The Arab Investment Agreement provides for the Arab Investment Court to have sole jurisdiction unless otherwise agreed. The 2013 Amendment grants jurisdiction to both the Arab Investment Court and state courts unless otherwise agreed. The Arab Investment Court was established in 1985, however, it was not utilised until 2003 when a Saudi Arabian investor, Tanmiah, brought a claim against Tunisia relating to the sponsorship of the Mediterranean Games held in Tunisia in September 2001.14

Impact of the Arab Spring

Since 2012, there has been an increase in the number of investment treaty arbitrations involving MENA companies and states. It is also clear, on occasion, that investment treaty arbitrations have arisen from the events of the Arab Spring.

Claims against Egypt

A state that has certainly seen an increase in arbitration since the Arab Spring is Egypt. The Egyptian government faced 37 international and domestic arbitration cases worth US$14.3 billion in the three years since the 2011 uprising, in comparison with approximately two cases per year prior to the uprising (according to Ezzat Ouda, the head of the state’s lawsuits authority).15

Eighteen days of mass protests forced Egypt’s president, Hosni Mubarak, to resign in February 2011, after three decades in power. Following Hosni Mubarak’s resignation, the new government in Egypt cancelled many contracts that had been entered into with the former regime and, in some instances, corruption charges were brought against government officials and foreign investors.

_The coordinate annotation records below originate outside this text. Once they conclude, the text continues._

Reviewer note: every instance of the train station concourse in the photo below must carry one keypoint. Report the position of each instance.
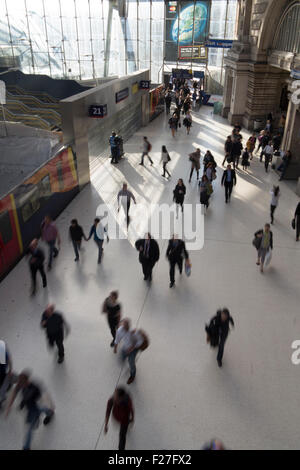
(149, 225)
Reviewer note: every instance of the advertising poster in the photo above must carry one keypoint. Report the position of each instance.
(187, 27)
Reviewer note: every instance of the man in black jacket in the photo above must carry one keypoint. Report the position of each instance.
(148, 255)
(54, 324)
(36, 263)
(228, 179)
(236, 152)
(220, 324)
(175, 252)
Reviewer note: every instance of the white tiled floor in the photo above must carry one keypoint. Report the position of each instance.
(181, 397)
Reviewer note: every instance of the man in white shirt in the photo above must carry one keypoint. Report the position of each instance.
(125, 196)
(132, 341)
(268, 152)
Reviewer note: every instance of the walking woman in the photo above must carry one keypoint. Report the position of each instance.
(245, 159)
(297, 221)
(165, 158)
(173, 122)
(263, 242)
(187, 122)
(195, 159)
(179, 194)
(275, 194)
(251, 145)
(205, 191)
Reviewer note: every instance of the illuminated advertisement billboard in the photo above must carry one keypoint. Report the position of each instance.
(187, 28)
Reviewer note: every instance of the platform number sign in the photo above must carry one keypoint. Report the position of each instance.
(98, 110)
(144, 84)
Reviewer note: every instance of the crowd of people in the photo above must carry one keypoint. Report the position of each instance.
(133, 341)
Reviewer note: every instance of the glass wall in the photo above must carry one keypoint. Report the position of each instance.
(85, 39)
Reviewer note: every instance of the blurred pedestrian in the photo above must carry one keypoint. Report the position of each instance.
(76, 235)
(120, 404)
(176, 251)
(148, 255)
(178, 195)
(112, 308)
(50, 235)
(125, 196)
(98, 231)
(55, 325)
(194, 157)
(36, 263)
(33, 394)
(275, 194)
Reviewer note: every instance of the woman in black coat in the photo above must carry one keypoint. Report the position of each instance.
(179, 193)
(297, 222)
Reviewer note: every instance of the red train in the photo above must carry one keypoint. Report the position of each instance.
(47, 191)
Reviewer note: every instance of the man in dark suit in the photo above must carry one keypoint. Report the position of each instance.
(149, 255)
(175, 252)
(228, 179)
(36, 263)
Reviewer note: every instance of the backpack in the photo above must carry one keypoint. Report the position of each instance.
(145, 342)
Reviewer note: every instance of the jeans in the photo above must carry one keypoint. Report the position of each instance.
(165, 169)
(228, 190)
(179, 263)
(53, 251)
(131, 361)
(58, 340)
(113, 324)
(33, 424)
(143, 155)
(33, 270)
(99, 243)
(221, 347)
(76, 246)
(122, 435)
(114, 154)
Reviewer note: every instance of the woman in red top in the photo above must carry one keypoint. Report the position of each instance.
(122, 409)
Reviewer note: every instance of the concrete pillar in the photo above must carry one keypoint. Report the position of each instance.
(227, 91)
(238, 97)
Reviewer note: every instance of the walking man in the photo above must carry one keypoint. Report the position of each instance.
(50, 234)
(5, 371)
(133, 341)
(148, 255)
(120, 405)
(228, 180)
(175, 252)
(76, 235)
(36, 263)
(112, 308)
(220, 324)
(98, 231)
(31, 396)
(146, 148)
(114, 147)
(55, 324)
(125, 196)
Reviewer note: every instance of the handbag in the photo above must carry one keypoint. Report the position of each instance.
(256, 242)
(187, 268)
(268, 257)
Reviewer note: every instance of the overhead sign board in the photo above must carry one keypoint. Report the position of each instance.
(122, 95)
(98, 110)
(145, 84)
(192, 52)
(219, 43)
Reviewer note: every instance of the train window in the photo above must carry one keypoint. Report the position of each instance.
(45, 187)
(60, 175)
(5, 227)
(31, 204)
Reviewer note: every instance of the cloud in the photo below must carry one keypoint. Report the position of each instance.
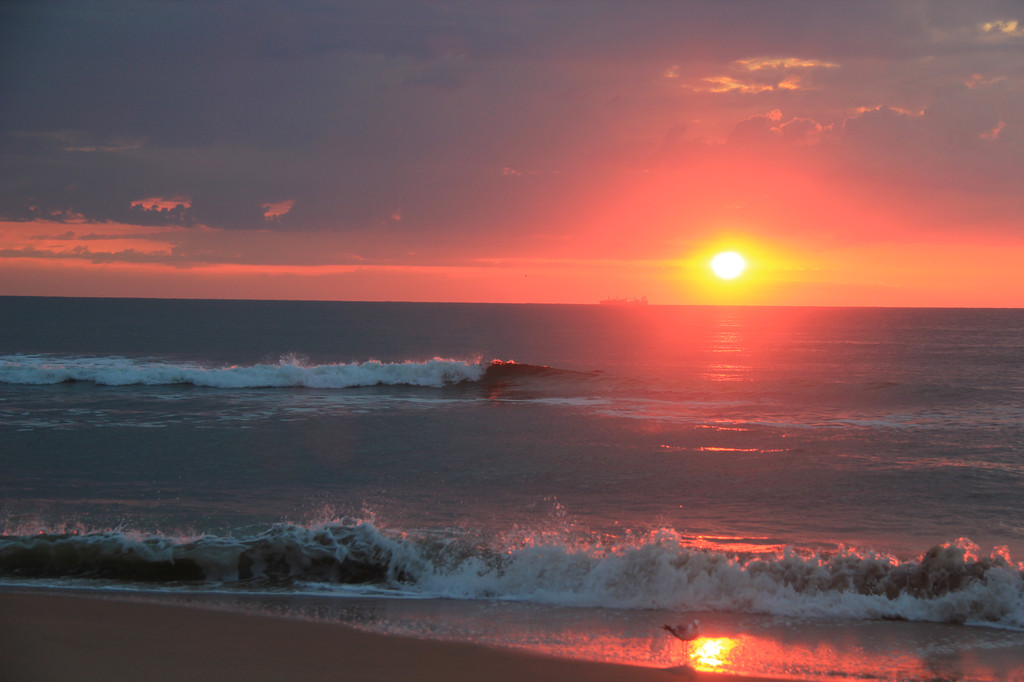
(337, 118)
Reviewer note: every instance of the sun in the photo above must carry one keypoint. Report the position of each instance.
(728, 264)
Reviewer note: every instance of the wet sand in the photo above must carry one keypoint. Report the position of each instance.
(58, 637)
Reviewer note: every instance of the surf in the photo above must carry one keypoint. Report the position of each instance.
(659, 569)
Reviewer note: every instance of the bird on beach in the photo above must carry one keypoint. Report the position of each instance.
(685, 631)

These actions have led directly to claims. The first was brought by a Dubai-based property group DAMAC Properties and its chairman, Hussain Sajwani, in 2011.16 In 2006, DAMAC acquired land in the Red Sea resort area of Gamsha Bay. However, only months after the fall of the Mubarak regime, the chairman of DAMAC was convicted in absentia of corruption in relation to the purchase of land and the sale was rescinded. The claim was discontinued in 2014 after a settlement was reached with Egypt.17 A similar claim was brought in 2014 by a German licence plate manufacturer, Utsch.18 This claim, which is still pending, relates to the 2011 conviction in absentia of its CEO for wasting government funds.

Cases have also arisen from the pressure on the Egyptian government to overturn the sale of state assets during Mubarak’s rule. Egyptian courts have, following domestic lawsuits filed by third parties, annulled a number of deals entered into between the state and foreign investors. Such action led to an investor treaty claim being brought by a multinational, Indorama, in relation to the renationalisation of its textile factory.19 That claim for US$156 million was settled in 2015 for US$54 million.20 Egypt has also been engaged in settlement discussions with other investors that were involved in similar privatisation disputes.

With a view to reassuring foreign investors, in 2014 Egypt approved a new law (Law No. 32 of 2014) that restricts the rights of third parties to challenge commercial contracts awarded by the government.21 This responds to the large number of domestic lawsuits that have been filed challenging the legality of public contracts awarded during Mubarak’s regime.

Egypt also made substantial amendments to the Egyptian Investment Law No. 8 of 1997 (the Investment Law) in March 2015 and created three out-of-court forums designed to encourage amicable settlement of investment disputes with the government.22The amended Investment Law also removed the legislative consent to investor–state arbitration, which means investors will need to rely on the consent to arbitration in a treaty or contract as the basis for bringing an arbitration against Egypt.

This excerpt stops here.